HUDSON — High school students will both protest gun violence and offer a tribute to those who lost their lives in the Parkland, Fla., school shooting, during the March 14 National School Walkout.

A forum on school safety issue will be that night.

Kelsey Lowman, senior at HHS and president of student government, said she and other student leaders at the high school have been in communication with school administrators about a peaceful protest regarding the school shootings at Marjory Stoneman Douglas High School in Parkland, Fla. The Feb. 14 shootings left 17 students and staff dead.

The protest/tribute is set start at 10 a.m. and last for 17 minutes.

"We are hoping we can get memorial stadium and form a heart on the field, and have our photo teacher take a drone picture," Kelsey said during a presentation on the students’ plans at the Board of Education’s Feb. 26 meeting. "Despite our young age, we will be heard and we will participate in our beliefs."

Kelsey, 17, Anna Berger, 17 and Cade Capper, 18, said the high school will continue with a theme of "What’s Your 17?" to promote unity and kindness.

"17 new things, 17 new smiles, 17 new friends, 17 new compliments," said Anna, ticking off some of the ideas that would be encouraged.

Cade said that there also will be large signs with the names of the 17 Parkland victims.

"We want people to look at these signs and know that the name, it belonged to a very real person, a person with hopes and dreams, who are no longer with us," Cade said. "It’s really atrocious that this happens in our country. Other countries look at us in horror and ask ‘how can this happen?’"

School violence and gun violence "is so normalized, it’s abhorrent," Kelsey said. "We have a drill each quarter in case someone wants to come into our schools to take our lives."

While administrators grapple with how to allow students a voice while respecting the wishes of all students, Kelsey said she felt empowered by the protests against gun violence taking place nationwide. 

"My generation is done playing the political game," she said. "I’m turning 18 on Friday, and I will get to vote. If our political leaders can’t act to make us safe, they are done. Kids my age are empowered."

"That’s what the 17 minutes are for," Anna said. "This could easily be one of us."

Kelsey said she was grateful to the Hudson school administration for working with the students and not threatening to suspend them, "as some schools have done." She added she was heartened that several colleges have publicly stated that if a student were to be suspended for their participation it would not impact their admission.

High School Principal Brian Wilch said he appreciated "our student leaders' efforts to keep us informed and up to date on their plans to exercise their collective voice in support of school safety by honoring those who lost their lives on Valentine's Day in Florida."
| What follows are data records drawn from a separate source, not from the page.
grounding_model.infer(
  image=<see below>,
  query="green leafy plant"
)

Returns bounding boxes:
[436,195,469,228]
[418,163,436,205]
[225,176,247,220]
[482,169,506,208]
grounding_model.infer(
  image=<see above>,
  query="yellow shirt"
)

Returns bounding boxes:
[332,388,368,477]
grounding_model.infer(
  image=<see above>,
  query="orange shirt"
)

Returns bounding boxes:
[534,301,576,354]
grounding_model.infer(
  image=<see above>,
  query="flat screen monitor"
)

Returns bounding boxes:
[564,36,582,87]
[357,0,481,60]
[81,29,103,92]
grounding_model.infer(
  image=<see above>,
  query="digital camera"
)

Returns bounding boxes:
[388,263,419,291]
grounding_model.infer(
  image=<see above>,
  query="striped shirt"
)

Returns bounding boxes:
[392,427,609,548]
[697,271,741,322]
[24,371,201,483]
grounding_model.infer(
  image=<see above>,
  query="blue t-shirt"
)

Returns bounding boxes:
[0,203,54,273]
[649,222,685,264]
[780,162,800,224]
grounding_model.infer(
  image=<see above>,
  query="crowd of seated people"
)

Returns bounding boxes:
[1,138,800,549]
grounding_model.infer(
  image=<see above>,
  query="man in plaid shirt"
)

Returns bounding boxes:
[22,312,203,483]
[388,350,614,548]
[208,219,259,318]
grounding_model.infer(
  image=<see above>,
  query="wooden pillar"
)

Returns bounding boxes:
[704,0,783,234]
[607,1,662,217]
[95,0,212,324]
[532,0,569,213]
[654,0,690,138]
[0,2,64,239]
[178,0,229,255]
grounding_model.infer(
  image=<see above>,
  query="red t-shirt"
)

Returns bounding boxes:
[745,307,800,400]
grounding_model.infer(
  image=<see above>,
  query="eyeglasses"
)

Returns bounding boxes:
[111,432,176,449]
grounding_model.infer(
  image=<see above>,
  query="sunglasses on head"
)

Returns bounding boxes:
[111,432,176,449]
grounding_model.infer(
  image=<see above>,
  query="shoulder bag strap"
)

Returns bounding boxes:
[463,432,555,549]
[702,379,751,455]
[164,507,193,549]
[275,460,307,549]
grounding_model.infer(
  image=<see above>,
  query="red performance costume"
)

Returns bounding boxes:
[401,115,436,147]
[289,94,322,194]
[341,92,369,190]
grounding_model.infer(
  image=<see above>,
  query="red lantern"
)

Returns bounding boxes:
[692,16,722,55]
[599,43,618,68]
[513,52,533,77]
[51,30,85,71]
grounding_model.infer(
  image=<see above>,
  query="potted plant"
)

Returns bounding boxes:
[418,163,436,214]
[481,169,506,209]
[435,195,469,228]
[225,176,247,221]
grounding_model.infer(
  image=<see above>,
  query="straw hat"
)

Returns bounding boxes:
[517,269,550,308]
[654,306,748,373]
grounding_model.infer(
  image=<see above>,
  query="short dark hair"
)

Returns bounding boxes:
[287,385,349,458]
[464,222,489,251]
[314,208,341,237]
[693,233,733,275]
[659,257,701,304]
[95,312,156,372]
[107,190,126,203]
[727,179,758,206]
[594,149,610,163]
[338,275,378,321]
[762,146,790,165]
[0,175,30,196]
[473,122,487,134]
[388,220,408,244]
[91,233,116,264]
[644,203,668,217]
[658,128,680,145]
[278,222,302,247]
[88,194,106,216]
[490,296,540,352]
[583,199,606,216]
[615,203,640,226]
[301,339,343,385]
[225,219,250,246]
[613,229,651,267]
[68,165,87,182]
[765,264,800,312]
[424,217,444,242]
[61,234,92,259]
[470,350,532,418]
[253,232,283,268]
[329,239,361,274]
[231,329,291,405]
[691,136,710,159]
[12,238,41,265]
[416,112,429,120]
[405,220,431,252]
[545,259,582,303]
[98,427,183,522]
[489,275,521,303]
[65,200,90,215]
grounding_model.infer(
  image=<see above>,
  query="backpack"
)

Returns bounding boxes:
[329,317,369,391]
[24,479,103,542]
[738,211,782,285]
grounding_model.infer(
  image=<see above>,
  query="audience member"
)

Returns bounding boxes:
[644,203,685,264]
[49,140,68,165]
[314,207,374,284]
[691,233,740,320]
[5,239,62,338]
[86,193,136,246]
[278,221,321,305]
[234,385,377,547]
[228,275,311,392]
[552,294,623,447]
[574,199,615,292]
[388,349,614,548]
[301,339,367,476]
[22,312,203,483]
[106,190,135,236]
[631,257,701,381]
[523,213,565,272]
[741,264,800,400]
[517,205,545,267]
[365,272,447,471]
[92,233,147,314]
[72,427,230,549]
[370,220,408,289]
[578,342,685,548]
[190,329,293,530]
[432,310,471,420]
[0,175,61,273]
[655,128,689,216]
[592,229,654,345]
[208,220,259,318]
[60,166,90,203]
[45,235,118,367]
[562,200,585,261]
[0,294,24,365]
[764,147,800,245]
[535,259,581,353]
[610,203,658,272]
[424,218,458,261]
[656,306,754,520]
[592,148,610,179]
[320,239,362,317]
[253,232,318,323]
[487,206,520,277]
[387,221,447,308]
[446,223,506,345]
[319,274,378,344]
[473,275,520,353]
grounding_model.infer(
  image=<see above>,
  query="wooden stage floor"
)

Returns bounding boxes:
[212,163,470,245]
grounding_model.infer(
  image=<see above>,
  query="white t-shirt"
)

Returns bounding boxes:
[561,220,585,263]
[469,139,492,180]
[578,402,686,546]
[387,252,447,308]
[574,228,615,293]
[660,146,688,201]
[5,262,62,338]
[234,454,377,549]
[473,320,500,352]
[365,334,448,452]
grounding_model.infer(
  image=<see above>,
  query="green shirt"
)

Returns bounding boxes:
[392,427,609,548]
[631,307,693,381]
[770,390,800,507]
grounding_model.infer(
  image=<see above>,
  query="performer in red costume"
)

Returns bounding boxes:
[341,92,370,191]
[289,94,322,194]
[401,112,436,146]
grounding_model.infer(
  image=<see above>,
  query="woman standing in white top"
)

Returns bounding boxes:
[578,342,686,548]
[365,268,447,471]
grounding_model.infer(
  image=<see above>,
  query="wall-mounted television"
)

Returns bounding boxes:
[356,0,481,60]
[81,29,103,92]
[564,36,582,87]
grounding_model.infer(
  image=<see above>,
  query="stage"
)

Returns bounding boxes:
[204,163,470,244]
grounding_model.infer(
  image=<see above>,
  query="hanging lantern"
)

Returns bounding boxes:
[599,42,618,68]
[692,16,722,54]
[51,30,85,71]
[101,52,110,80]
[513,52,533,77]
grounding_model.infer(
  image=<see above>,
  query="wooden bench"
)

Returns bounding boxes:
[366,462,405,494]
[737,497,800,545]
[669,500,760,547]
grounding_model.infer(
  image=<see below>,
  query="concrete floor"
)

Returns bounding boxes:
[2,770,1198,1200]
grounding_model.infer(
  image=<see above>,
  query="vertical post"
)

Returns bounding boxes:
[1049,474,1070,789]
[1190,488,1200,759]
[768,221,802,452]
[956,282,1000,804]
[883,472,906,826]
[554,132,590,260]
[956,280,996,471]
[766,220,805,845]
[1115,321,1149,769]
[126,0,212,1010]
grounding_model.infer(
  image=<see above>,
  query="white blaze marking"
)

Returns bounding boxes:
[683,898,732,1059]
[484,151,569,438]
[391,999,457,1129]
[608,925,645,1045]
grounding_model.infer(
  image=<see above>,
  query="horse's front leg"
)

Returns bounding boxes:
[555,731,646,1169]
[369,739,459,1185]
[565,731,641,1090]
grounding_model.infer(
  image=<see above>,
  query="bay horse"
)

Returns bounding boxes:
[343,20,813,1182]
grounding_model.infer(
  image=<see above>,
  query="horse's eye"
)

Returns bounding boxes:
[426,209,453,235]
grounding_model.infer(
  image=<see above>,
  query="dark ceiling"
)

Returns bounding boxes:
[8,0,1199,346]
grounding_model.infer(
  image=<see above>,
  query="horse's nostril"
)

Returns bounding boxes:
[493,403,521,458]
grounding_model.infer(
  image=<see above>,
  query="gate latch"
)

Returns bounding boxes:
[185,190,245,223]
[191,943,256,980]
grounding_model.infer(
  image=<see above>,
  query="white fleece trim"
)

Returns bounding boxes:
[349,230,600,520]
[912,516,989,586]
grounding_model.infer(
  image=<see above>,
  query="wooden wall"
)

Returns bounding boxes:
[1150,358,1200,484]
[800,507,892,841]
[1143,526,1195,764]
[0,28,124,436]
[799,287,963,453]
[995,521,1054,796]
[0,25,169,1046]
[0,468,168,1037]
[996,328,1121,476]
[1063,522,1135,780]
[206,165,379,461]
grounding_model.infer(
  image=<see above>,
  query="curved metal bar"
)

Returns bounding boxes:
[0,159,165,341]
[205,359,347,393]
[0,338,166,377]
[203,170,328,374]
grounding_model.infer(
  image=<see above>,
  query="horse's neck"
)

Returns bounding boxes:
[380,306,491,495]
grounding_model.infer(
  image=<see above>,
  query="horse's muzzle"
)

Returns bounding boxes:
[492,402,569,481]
"Our challenge is to respond to these types of protests by honoring students’ desire to express themselves on important issues in their lives while still ensuring that they are kept safe and supervised by school personnel," Wilch stated in a March 1 email.

Kelsey said during the school board meeting in response to a question on whether she felt safe is that "I want to say I feel safe," but that what happened at other school districts "can happen to anybody." The Columbine schools in Colorado and in Parkland "were ranked as the safest schools in the nation at one time."

However, Nick Hakes, senior class vice president, said he feels safe at Hudson High School.

"I know the teachers here are like my second family," Hakes said. He added that many safety measures, such as barricades and ladders to descend from the second floor, are in place.

Zack Carson, junior secretary, said at the meeting that school safety and current events are discussed in the classroom. Senior Anna Berger added that her teachers talked about what happened at Parkland and went over the school's safety plans to "make sure we were all on same page regarding safety."

Superintendent Phillip Herman said during the Board meeting that the district plans to form a Parent and Staff Safety Advisory committee, which will be made up of parents, staff, Board representatives, and administrators. This board would investigate safety plans and improvements for the district.

"We hold the safety of our students as our top priority," Herman said.

Straight Talk about School Safety

The district's forum on school safety, "Straight Talk about School Safety," will be in the high school media center starting at 7 p.m. March 14.

"This forum will provide the opportunity to share some of the existing safety practices within the Hudson City Schools and continue to maintain communications with our community about school safety," Herman stated in a message to parents on the district website. "The forum will be built around your concerns and topics you would like to have addressed."

Those wishing to participate in the forum are encouraged to fill out a short survey, which can be found on the district's website at Responses are requested by March 9. Questions on the form include "what are your most critical concerns" and "what topics would you like addressed."

"Following the Sandy Hook tragedy in 2012, Hudson School District hosted a community forum because it was important for us to share information about our safety plans and to hear from our community, parents, staff, and students," Herman said. "That forum lead to many of the safety improvements that have been implemented over the past five years. With the help of our parents, we are confident that the forum on March 14 will lead to meaningful conversation and action that will result in an even stronger safety plan for our students and staff."